C'est dans ce contexte que l’Académie mondiale des compétences a été lancée. Celle-ci vise à former 1 million de jeunes et adultes du monde entier grâce à des programmes de formations en ligne. Ce programme bénéficiera à 6226 individus en Tunisie.

Zohra Yermech, directrice du programme Connect To Learn, a indiqué que le secteur privé n’a pas fini de jouer son rôle. "Nous établissons des relations avec le public et le privé ainsi que les ONG pour ramener la connectivité et la technologie aux programmes éducatifs" a-t-elle annoncé.

Connect To Learn est devenu dans ce sens un partenaire de l’UNICEF pour rattacher toutes les écoles du monde en 2030 à internet.

Inclusion ou exclusion

Les panélistes ont tranché sur plusieurs facteurs d’exclusion technologique. A leur avis, appartenir à un milieu rural ou urbain, le genre, le niveau de vie, et l’informel et formel sont des critères sensibles pour expliquer l’exclusion d’une certaine population de la sphère économique et donc de la digitalisation. "Il va falloir les convertir pour actionner le levier de la digitalisation. Créer la synergie entre les opérateurs, les établissements de paiement et le régulateur" a indiqué Moez Kamoun, Partner consulting Leader à PwC Tunisie.

Se rangeant aux côtés du consultant, Tawfik Jelassi a expliqué que les barrières à l’inclusion digitale peuvent être surpassées. Il a énuméré que l’accès aux outils informatiques et internet ainsi que le coût financier créent de l’éviction. L’illettrisme numérique, le manque d’accompagnement aux usages et les inégalités sociales jouent pour encore une fois en défaveur de l’inclusion digitale. "En Afrique, on a les coûts les plus élevés du monde" a-t-il regretté.

Et la Tunisie dans tout ça?

La Tunisie a déjà établi une stratégie nationale d’inclusion financière pour 2018-2022. Cette étape est un prérequis extrêmement important a expliqué Moez Kamoun

En clôture, Samir Saied, PDG de TT, a expliqué que cet évènement tech et business est le début d'une longue série. "En tant qu'opérateur national, on a un devoir économique et social.

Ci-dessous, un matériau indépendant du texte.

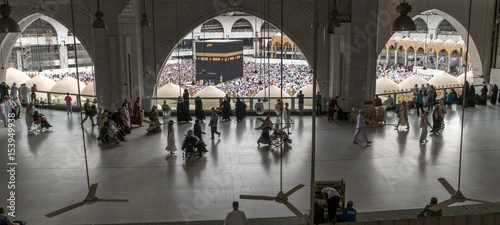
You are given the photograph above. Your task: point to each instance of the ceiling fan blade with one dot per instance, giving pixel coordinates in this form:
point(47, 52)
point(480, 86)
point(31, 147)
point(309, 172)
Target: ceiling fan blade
point(482, 201)
point(293, 209)
point(442, 204)
point(257, 197)
point(111, 200)
point(447, 186)
point(65, 209)
point(296, 188)
point(93, 189)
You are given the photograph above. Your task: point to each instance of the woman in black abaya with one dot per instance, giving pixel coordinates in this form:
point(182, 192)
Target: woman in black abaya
point(226, 110)
point(182, 112)
point(240, 110)
point(198, 109)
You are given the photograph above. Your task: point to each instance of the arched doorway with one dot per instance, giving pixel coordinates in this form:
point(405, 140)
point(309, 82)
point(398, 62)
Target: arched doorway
point(258, 72)
point(432, 49)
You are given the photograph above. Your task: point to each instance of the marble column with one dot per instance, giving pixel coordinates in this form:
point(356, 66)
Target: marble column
point(355, 57)
point(387, 55)
point(395, 56)
point(448, 66)
point(415, 60)
point(63, 56)
point(406, 58)
point(118, 58)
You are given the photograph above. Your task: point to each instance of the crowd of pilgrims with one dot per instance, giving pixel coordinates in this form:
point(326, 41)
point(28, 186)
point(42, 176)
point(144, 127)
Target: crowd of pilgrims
point(256, 77)
point(398, 72)
point(85, 77)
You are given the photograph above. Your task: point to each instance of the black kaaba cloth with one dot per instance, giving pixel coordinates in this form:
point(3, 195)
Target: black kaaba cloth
point(219, 58)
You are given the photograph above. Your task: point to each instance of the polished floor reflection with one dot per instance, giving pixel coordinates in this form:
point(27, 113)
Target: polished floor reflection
point(395, 172)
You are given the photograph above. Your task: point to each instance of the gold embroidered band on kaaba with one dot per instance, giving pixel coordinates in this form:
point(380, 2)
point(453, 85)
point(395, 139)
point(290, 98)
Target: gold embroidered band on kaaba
point(219, 56)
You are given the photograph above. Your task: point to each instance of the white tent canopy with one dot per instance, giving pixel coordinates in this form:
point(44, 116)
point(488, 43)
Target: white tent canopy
point(275, 92)
point(68, 84)
point(74, 100)
point(307, 91)
point(410, 82)
point(42, 83)
point(444, 80)
point(210, 92)
point(89, 89)
point(170, 91)
point(469, 78)
point(14, 75)
point(385, 85)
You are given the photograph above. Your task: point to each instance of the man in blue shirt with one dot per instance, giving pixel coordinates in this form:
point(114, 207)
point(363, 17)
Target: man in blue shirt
point(419, 102)
point(349, 213)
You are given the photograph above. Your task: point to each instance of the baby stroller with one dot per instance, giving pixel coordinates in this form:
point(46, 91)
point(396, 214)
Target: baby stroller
point(189, 150)
point(166, 110)
point(40, 124)
point(105, 137)
point(279, 135)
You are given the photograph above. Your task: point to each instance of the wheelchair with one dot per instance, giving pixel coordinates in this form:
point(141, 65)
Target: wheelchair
point(189, 150)
point(278, 136)
point(39, 128)
point(104, 136)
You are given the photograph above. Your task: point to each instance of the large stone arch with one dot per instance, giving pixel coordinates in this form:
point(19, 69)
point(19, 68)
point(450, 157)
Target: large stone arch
point(202, 12)
point(59, 11)
point(252, 26)
point(457, 14)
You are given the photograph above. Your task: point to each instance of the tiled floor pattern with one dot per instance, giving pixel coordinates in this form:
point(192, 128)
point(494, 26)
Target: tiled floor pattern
point(392, 174)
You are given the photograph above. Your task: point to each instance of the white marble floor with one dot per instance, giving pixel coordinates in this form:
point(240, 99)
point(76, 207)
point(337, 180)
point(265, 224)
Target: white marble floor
point(393, 173)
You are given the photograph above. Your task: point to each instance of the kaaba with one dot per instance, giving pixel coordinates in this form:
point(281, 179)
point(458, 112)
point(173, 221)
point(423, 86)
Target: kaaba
point(219, 58)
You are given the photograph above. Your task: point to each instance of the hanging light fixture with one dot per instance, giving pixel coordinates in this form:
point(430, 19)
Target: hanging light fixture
point(99, 22)
point(1, 59)
point(145, 21)
point(403, 22)
point(7, 24)
point(38, 49)
point(334, 20)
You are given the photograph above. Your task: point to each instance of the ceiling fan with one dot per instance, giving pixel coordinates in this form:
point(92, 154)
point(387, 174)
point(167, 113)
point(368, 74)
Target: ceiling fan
point(91, 197)
point(281, 197)
point(456, 195)
point(89, 200)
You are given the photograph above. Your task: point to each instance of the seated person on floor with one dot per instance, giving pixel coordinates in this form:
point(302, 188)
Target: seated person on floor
point(38, 117)
point(112, 130)
point(193, 140)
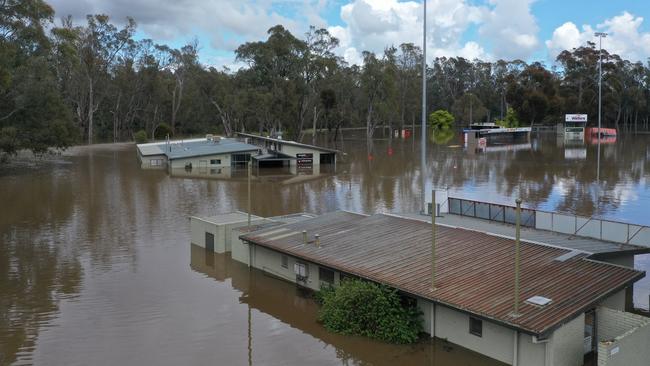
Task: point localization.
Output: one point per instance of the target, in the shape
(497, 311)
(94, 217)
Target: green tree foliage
(61, 83)
(510, 121)
(33, 114)
(140, 137)
(469, 109)
(363, 308)
(441, 119)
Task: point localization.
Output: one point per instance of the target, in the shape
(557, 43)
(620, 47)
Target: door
(209, 242)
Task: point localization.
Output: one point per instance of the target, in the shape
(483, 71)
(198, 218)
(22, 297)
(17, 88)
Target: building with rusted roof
(473, 300)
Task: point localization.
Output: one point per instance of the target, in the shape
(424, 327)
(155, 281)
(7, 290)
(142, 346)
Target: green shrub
(140, 137)
(510, 121)
(363, 308)
(441, 119)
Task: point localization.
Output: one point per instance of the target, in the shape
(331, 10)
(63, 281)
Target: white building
(566, 307)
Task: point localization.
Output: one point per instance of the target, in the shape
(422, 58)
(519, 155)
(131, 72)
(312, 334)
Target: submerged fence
(590, 227)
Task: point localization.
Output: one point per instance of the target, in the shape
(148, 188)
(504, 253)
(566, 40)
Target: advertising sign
(575, 118)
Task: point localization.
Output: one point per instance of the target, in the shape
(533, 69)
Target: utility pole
(600, 36)
(433, 239)
(249, 195)
(423, 153)
(517, 255)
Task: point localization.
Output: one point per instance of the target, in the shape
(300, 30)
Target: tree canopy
(63, 83)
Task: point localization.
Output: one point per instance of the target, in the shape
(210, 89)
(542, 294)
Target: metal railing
(490, 211)
(590, 227)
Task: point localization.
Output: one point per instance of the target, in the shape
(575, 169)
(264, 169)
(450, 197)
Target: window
(476, 326)
(326, 275)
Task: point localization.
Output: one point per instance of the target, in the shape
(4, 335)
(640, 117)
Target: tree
(510, 121)
(440, 119)
(469, 108)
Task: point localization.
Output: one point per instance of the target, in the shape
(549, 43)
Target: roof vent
(539, 300)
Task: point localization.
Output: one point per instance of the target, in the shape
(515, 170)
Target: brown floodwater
(96, 265)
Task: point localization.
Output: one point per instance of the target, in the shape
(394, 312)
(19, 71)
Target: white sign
(575, 117)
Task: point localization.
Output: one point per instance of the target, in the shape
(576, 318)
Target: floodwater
(96, 265)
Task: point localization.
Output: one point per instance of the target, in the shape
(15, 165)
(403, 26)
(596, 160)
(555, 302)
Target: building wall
(563, 348)
(616, 301)
(533, 354)
(295, 150)
(202, 161)
(624, 338)
(198, 228)
(497, 341)
(146, 161)
(567, 343)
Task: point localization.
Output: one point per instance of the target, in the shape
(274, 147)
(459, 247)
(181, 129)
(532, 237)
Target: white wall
(197, 161)
(624, 338)
(616, 301)
(567, 343)
(145, 161)
(294, 150)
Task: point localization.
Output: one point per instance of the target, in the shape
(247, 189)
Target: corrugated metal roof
(288, 142)
(475, 270)
(202, 148)
(149, 149)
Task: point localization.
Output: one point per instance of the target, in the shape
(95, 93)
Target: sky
(530, 30)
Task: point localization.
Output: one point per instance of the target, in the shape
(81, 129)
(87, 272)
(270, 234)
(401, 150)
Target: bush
(441, 119)
(162, 130)
(140, 137)
(363, 308)
(510, 121)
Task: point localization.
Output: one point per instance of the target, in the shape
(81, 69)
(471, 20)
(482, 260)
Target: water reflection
(93, 253)
(297, 312)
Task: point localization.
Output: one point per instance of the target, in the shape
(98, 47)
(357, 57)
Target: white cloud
(511, 28)
(625, 37)
(226, 23)
(375, 25)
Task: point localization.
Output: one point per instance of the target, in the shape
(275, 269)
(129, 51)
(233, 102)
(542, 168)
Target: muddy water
(96, 265)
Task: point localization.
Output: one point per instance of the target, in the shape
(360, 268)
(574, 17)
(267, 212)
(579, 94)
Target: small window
(476, 326)
(326, 275)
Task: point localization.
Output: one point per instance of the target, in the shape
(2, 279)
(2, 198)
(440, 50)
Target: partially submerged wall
(624, 338)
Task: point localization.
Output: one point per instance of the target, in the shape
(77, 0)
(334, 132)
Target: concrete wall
(624, 338)
(224, 233)
(497, 341)
(202, 161)
(294, 150)
(566, 344)
(616, 301)
(146, 162)
(198, 228)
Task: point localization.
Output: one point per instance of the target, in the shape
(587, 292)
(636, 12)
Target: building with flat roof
(210, 152)
(278, 152)
(562, 291)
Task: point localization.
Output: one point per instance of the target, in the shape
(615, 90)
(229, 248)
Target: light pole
(600, 36)
(424, 105)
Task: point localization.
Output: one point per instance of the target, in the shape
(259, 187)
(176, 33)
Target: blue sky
(486, 29)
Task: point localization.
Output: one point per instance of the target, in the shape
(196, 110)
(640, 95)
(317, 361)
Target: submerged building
(214, 152)
(570, 306)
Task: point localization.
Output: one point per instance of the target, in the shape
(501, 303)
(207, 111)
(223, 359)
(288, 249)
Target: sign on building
(575, 118)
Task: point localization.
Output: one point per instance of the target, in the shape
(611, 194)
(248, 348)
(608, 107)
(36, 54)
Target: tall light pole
(600, 36)
(423, 152)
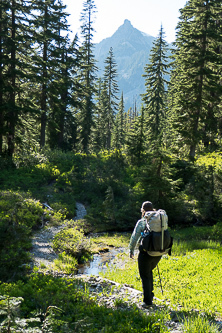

Il faut savoir, d'après une étude mondiale, que les réseaux dans les zones lointaines sont 2 fois plus chers à établir et 10 fois moins rentables que dans les zones rurales" a-t-il indiqué avant d'annoncer l'installation de la fibre optique au profit de 2500 établissements scolaires, ce qui profitera également professionnels et aux PME.

Rendez-vous trimestriel, la prochaine édition de Tech Trends by TT aura donc lieu dans 3 mois avec une thématique soit autour de l’Intelligence artificielle, soit autour de la digitalisation de la PME et des professionnels a conclu Samir Saied, PDG de Tunisie Telecom.